I work in a Level I Trauma teaching hospital. Our traumas run like this:
You have two nurses assigned for trauma during the entire shift. One nurse is the circulator, the other nurse is the scribe. You also have techs assigned to get the pt on the monitor, cut off clothes, help transport, run labs and get blood.
Depending on the severity of the trauma, trauma surgeons may be called in or not. We classify our traumas into two cateogories, Class A or Class B. Class A would be considered stab wound/GSW to chest, abdomen, head, a trauma code, or a MVA rollover with a passenger dead on scene. A Class B would be a GSW to thigh, lower extremities, a fall greater than 20 feet, pedrestrian vs car. Trauma surgeons are only paged to Class A traumas, however a Class B can be upgraded to a Class A and we will paged them accordingly.

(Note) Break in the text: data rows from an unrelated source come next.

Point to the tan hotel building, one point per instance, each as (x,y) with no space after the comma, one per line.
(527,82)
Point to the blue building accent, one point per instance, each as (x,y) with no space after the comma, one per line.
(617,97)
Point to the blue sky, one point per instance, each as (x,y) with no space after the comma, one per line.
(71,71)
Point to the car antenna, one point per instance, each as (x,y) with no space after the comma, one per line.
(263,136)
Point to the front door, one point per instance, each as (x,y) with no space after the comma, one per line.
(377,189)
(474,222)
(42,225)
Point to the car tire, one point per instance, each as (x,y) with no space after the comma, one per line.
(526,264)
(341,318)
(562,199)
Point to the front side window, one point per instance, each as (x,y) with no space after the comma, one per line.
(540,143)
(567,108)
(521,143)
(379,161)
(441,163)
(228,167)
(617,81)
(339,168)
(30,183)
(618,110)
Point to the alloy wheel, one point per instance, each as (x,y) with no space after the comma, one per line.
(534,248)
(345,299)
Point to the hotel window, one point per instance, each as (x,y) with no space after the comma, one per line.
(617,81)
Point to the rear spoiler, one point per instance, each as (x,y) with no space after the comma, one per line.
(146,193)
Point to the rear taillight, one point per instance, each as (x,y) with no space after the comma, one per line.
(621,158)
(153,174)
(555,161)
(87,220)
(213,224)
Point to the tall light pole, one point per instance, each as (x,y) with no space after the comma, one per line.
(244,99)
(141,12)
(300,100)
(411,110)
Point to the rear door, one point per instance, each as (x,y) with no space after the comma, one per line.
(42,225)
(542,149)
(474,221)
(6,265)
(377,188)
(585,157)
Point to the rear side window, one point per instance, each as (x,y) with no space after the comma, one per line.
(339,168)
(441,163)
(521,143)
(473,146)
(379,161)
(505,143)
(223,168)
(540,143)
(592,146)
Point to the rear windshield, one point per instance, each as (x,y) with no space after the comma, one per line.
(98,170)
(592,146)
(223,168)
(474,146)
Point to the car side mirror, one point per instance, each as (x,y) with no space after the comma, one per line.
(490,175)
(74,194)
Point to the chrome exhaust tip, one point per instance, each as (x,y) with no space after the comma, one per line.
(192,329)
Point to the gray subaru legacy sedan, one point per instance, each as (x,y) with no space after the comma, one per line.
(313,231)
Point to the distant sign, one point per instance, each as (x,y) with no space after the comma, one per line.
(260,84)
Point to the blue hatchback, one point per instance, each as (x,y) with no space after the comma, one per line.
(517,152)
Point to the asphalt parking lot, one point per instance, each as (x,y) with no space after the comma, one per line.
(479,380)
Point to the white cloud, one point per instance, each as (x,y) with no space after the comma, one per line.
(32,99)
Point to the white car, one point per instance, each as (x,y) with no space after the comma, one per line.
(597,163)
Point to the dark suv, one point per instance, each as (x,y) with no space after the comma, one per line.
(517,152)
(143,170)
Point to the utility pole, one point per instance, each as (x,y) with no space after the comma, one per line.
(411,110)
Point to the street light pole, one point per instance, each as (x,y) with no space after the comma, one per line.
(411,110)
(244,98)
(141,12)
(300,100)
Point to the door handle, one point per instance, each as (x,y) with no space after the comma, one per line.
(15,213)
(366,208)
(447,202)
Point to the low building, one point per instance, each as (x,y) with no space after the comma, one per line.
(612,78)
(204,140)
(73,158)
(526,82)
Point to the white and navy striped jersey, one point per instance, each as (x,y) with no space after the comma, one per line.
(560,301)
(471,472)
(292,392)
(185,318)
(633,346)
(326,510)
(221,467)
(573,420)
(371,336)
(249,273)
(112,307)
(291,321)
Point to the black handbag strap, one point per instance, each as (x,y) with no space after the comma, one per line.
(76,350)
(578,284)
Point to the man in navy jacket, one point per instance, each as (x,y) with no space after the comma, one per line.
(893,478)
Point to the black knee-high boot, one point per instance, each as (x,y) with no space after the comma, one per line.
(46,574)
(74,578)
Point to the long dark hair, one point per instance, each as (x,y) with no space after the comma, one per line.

While in a trauma, I pay attention to my resident running it. If I am scribing the event, I ask my residents questions, such as which drugs he/she want drawn up, what interventions they would like, etc. If Trauma surgery comes down and states "we need to take this pt to the OR now!", I will make sure our trauma labs have been drawn for cross and match, cross and screen and if not, I will make it known to the surgeon those labs have not been drawn as of yet. If they havent been drawn and the trauma surgeon says we are moving NOW, I make sure the cirulator goes up to the OR with the pt and draw the labs in the OR.
We do have ER attendings in our traumas, but they mostly stand back and guide the residents. For the most part, our Trauma surgeons and ER docs work well together.